In 21st century terms it is a motorway on water carrying essential commercial traffic, and leisure ships. Passage is not always on the river itself, man-made locks and canals assisting what nature has created.
Your editor has travelled the Rhine before, east from Amsterdam to Koblenz (see BTN 5 May - Cologne) but this time around it was the full package, Scenic Cruises Basel to the Dutch capital, seven nights.
Scenic is fully inclusive (including the tours, and also the bar) and we chose easyJet Gatwick to Basel, taking advantage of the excellent No 1 Lounge in the North Terminal. We exited the right gate (travellers have been known to find themselves in France rather than Switzerland, the airport having international status being shared equally between the two countries).
It was a short taxi ride to the Hotel Spalentor, recommended, just outside the centre but within walking distance of the Old Town. We arrived a day early in order to take a look around this multi-lingual city, with English spoken too. Other Scenic guests came from a variety of UK airports or connected from all over Europe mostly by rail. Of 160 souls 88 were Canadians, 21 from down under, somewhat noisier plus an equal 18 from the UK and USA.

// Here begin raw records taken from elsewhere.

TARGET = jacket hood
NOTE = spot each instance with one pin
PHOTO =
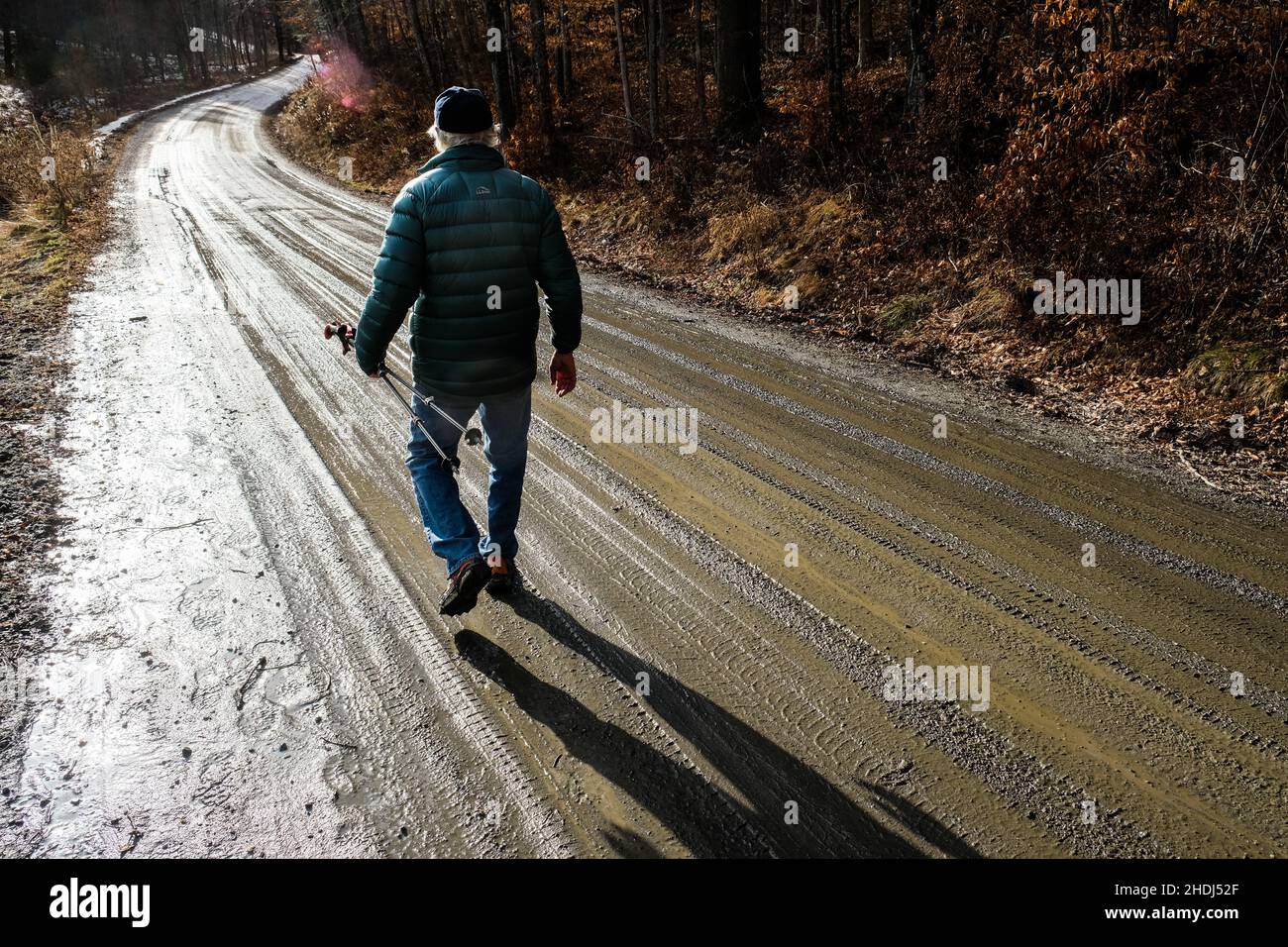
(471, 157)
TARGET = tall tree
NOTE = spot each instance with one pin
(738, 62)
(835, 68)
(545, 107)
(497, 53)
(699, 68)
(864, 35)
(625, 68)
(921, 24)
(653, 43)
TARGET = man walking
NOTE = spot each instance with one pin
(468, 243)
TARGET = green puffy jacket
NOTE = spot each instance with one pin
(468, 243)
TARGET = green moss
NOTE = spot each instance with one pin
(1240, 371)
(903, 312)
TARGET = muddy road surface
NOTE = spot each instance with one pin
(250, 657)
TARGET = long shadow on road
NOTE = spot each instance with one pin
(707, 819)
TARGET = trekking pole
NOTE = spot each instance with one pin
(346, 333)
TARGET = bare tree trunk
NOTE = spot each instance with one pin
(652, 46)
(501, 85)
(8, 27)
(545, 108)
(738, 62)
(417, 34)
(698, 65)
(563, 60)
(864, 38)
(921, 25)
(626, 72)
(835, 69)
(511, 62)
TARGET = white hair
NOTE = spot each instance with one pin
(449, 140)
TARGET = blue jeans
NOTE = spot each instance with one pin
(452, 532)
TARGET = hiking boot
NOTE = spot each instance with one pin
(464, 587)
(502, 578)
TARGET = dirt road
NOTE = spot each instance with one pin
(253, 659)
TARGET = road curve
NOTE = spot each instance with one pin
(674, 681)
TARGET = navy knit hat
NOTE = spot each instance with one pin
(463, 111)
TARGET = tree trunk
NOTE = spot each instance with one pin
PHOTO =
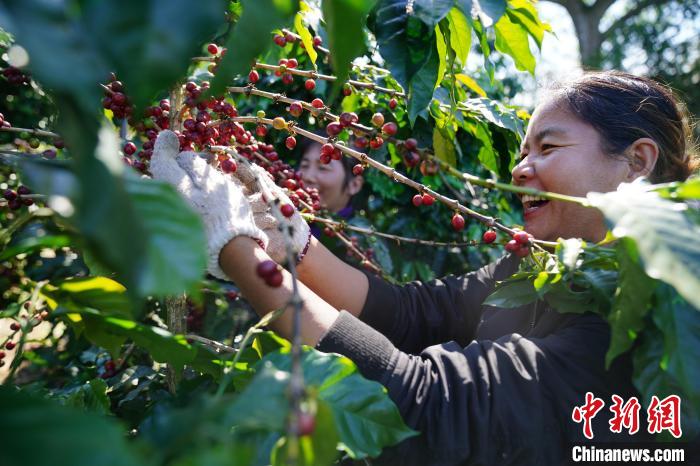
(586, 20)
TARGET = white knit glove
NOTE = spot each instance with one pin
(218, 198)
(258, 182)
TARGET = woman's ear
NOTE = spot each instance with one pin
(355, 185)
(643, 154)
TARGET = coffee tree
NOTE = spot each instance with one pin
(111, 328)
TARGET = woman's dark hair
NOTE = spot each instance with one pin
(623, 108)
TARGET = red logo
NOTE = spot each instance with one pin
(587, 412)
(626, 415)
(665, 415)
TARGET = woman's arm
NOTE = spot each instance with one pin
(239, 260)
(340, 284)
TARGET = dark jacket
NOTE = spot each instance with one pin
(483, 385)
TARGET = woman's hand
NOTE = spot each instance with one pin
(259, 189)
(218, 198)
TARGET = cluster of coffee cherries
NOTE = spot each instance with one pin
(18, 199)
(116, 100)
(218, 53)
(271, 272)
(15, 328)
(15, 76)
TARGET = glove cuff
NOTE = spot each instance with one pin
(219, 237)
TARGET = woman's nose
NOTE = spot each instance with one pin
(523, 171)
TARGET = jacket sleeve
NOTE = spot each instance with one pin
(491, 402)
(418, 315)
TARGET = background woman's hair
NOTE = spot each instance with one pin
(623, 108)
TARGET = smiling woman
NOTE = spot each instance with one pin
(591, 135)
(483, 384)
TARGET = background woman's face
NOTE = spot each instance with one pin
(562, 154)
(327, 178)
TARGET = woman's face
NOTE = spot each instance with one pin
(328, 179)
(562, 154)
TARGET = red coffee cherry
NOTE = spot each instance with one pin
(390, 128)
(287, 210)
(296, 109)
(489, 236)
(522, 237)
(458, 222)
(266, 268)
(253, 76)
(129, 148)
(512, 246)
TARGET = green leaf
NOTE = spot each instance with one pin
(444, 147)
(441, 53)
(345, 20)
(170, 225)
(162, 345)
(132, 225)
(422, 87)
(665, 363)
(487, 155)
(91, 396)
(99, 293)
(485, 48)
(631, 303)
(365, 418)
(663, 231)
(306, 37)
(404, 41)
(59, 435)
(569, 250)
(156, 40)
(35, 243)
(512, 293)
(470, 83)
(496, 113)
(689, 189)
(512, 39)
(317, 449)
(251, 37)
(45, 31)
(523, 12)
(460, 34)
(432, 11)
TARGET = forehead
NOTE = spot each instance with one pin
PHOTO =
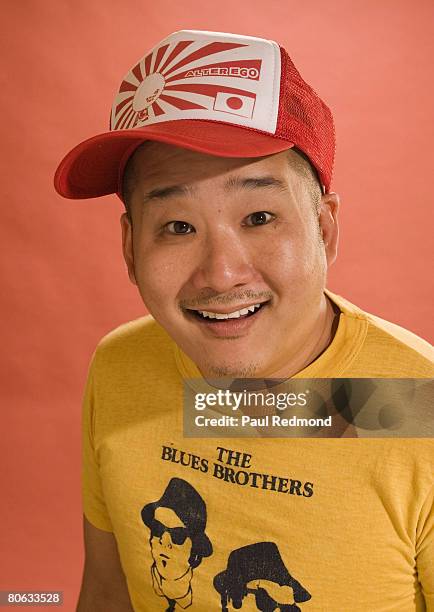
(157, 163)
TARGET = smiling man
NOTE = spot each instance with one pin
(222, 155)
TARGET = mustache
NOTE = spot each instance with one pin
(215, 299)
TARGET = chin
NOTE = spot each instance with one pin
(231, 369)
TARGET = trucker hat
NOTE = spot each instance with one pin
(217, 93)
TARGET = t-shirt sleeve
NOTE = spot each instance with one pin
(94, 506)
(425, 551)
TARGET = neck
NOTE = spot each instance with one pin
(316, 340)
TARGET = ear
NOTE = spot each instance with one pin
(328, 222)
(127, 246)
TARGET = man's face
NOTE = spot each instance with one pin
(170, 545)
(228, 256)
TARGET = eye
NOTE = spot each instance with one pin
(261, 217)
(179, 227)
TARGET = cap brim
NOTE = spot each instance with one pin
(94, 167)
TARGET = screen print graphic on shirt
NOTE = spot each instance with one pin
(255, 575)
(178, 541)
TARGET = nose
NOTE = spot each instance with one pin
(224, 264)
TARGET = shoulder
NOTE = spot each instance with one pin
(389, 349)
(135, 345)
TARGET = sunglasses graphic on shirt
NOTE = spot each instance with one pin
(178, 535)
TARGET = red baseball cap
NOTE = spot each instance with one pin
(222, 94)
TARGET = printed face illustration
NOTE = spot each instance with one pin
(228, 256)
(170, 544)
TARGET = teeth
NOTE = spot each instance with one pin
(230, 315)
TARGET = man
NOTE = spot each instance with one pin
(223, 156)
(178, 541)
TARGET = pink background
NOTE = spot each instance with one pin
(64, 283)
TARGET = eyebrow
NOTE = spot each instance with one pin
(232, 184)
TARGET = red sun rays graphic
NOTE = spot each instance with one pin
(146, 91)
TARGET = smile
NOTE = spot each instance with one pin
(211, 316)
(236, 314)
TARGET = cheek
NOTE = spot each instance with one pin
(159, 275)
(292, 252)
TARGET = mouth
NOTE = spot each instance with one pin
(211, 316)
(230, 323)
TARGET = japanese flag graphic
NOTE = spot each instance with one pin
(235, 104)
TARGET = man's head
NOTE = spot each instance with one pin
(177, 524)
(256, 579)
(209, 237)
(226, 219)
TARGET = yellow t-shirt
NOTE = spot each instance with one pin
(339, 525)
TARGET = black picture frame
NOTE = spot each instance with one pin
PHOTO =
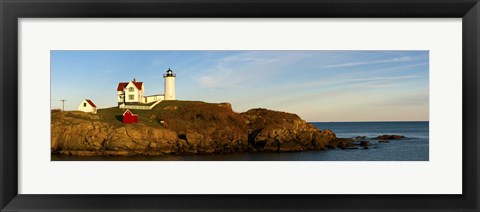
(11, 10)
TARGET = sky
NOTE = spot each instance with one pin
(319, 86)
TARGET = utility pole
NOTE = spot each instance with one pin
(63, 104)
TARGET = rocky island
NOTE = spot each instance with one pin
(185, 127)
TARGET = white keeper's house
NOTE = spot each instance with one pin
(131, 94)
(87, 106)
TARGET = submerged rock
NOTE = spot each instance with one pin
(390, 137)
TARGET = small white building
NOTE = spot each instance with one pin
(87, 106)
(131, 94)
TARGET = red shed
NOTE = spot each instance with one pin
(129, 117)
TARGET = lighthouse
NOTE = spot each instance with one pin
(169, 85)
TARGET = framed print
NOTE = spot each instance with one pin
(227, 105)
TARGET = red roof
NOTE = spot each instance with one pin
(90, 103)
(122, 85)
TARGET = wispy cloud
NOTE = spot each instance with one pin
(393, 60)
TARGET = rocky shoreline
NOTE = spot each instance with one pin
(191, 128)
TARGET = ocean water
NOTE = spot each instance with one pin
(413, 148)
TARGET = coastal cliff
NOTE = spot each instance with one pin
(185, 127)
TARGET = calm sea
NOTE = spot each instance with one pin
(414, 148)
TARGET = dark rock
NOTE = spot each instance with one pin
(359, 138)
(364, 143)
(193, 128)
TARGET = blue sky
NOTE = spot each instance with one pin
(317, 85)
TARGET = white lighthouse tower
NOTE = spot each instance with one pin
(169, 85)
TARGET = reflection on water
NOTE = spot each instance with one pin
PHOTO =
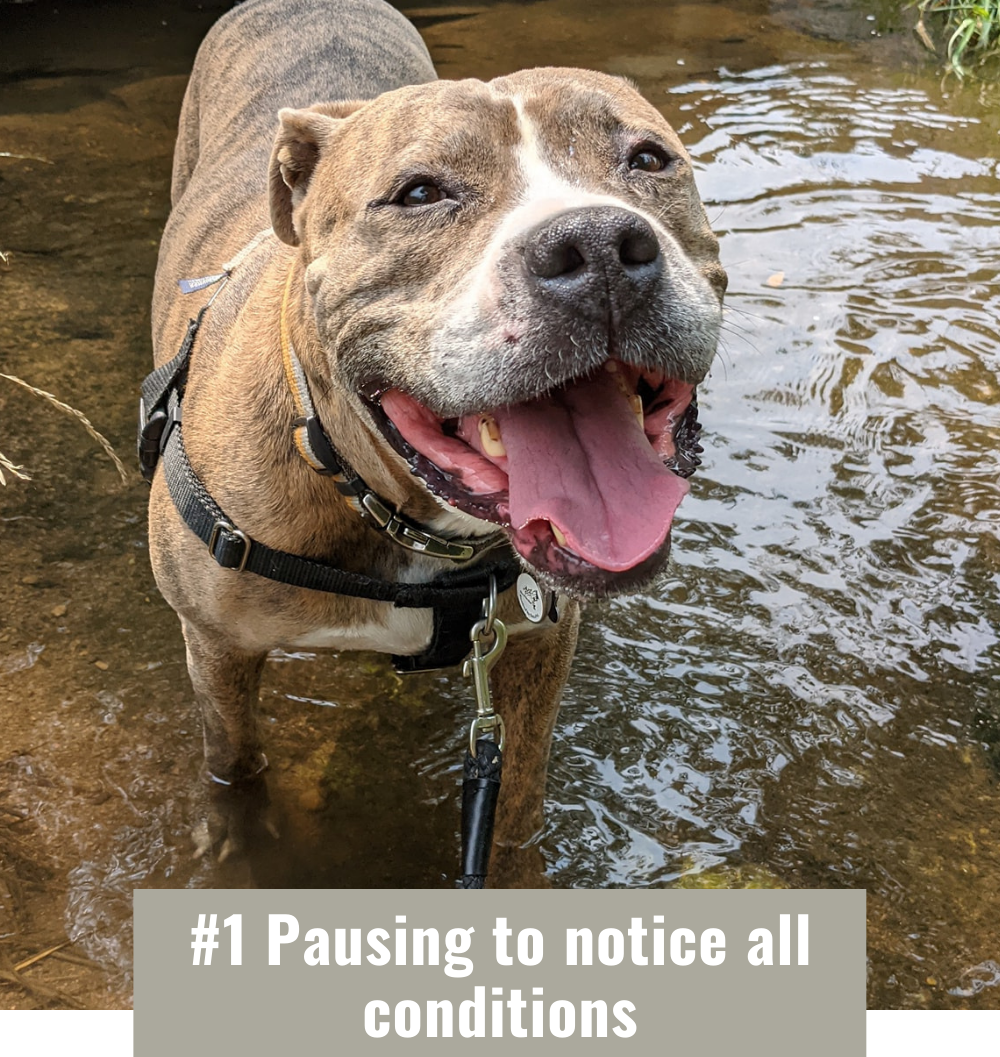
(810, 696)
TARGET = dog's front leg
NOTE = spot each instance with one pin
(226, 683)
(528, 683)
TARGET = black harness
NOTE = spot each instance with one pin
(456, 596)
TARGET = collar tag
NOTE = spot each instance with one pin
(532, 598)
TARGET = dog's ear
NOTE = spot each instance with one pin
(302, 136)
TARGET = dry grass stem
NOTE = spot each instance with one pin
(41, 954)
(69, 410)
(17, 471)
(26, 158)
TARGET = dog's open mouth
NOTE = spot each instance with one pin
(586, 479)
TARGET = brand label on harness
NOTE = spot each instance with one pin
(531, 597)
(192, 285)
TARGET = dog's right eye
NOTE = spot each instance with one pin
(424, 192)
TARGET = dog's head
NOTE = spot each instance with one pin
(518, 283)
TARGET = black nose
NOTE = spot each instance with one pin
(588, 255)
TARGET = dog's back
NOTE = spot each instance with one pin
(259, 57)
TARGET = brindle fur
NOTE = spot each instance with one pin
(371, 297)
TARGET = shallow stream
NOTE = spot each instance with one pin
(810, 698)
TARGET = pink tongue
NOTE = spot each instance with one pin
(580, 460)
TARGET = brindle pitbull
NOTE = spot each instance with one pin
(502, 296)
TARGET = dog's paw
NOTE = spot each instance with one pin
(240, 818)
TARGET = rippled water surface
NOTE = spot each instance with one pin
(810, 696)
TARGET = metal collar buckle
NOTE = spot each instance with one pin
(406, 534)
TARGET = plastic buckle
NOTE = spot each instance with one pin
(150, 434)
(222, 556)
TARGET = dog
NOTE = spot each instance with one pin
(459, 328)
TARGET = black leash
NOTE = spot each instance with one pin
(483, 757)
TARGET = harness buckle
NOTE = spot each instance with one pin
(150, 434)
(222, 548)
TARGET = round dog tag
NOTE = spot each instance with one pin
(531, 597)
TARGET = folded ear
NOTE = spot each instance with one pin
(301, 138)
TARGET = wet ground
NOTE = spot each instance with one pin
(810, 696)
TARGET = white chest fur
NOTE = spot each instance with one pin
(405, 631)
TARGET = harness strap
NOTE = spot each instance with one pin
(454, 596)
(234, 549)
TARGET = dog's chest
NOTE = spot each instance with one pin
(404, 632)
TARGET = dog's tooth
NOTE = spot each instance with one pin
(489, 437)
(635, 403)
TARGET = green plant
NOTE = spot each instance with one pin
(974, 25)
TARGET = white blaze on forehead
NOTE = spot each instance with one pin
(543, 190)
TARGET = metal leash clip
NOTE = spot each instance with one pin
(478, 666)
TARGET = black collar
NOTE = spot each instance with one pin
(455, 596)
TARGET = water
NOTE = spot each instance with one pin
(808, 699)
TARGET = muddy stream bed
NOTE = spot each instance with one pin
(809, 698)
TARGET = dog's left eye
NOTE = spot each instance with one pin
(421, 193)
(648, 160)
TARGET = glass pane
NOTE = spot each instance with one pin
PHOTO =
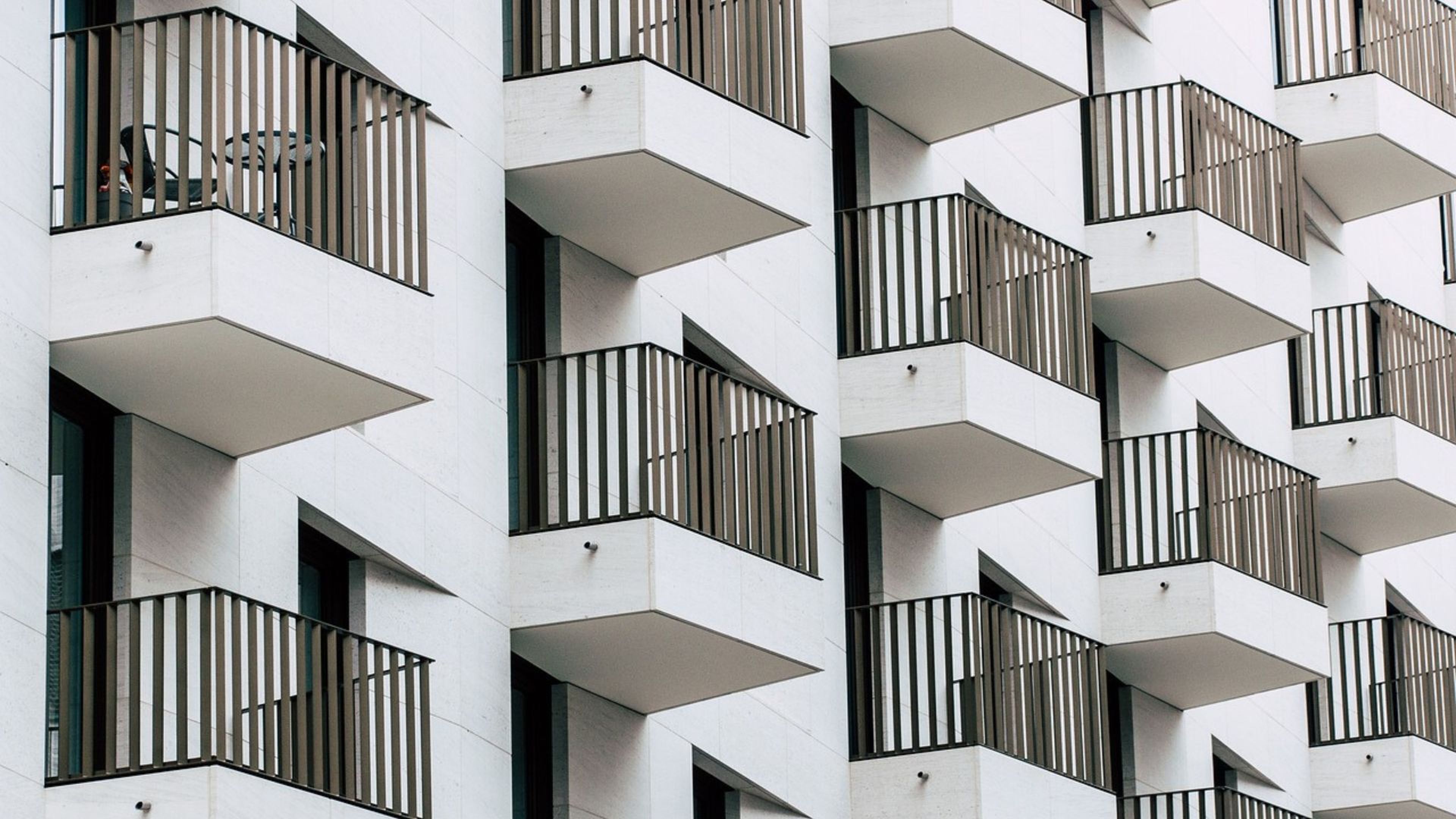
(64, 579)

Basel's exquisite art institution, Kunstmuseum, houses an impressive permanent collection of 19th and 20th century works (including a whole room filled with masterpieces by Picasso), as well as an extensive collection of medieval and renaissance paintings from European artists. The well organised local tourist board has a series of five audio walking guides with the longest 90 minutes. The best part of the visit? Crossing the Rhine in a tiny river power-driven ferry attached to a rope, itself connected to a wire between the two river banks. It cost just CHF1.60
is that the right figure in what is an expensive city. Dining out in a quality restaurant is at least London prices.
We boarded Scenic Spaceship Scenic Ruby just after lunch, our taxi spotted by the alert staff who whisked us on board. None of the formalities of a deep sea cruise. It was straight into the lounge with a welcome glass of Champagne whilst they made sure our suite was ready and the complimentary mini bar filled. Then an introduction to our butler. They did check our passports but that was it. Not even a credit card was requested. Other than a visit to the wellness centre and hair dresser there is little need to spend money. A safety gathering is mandatory. At some point in the evening we departed.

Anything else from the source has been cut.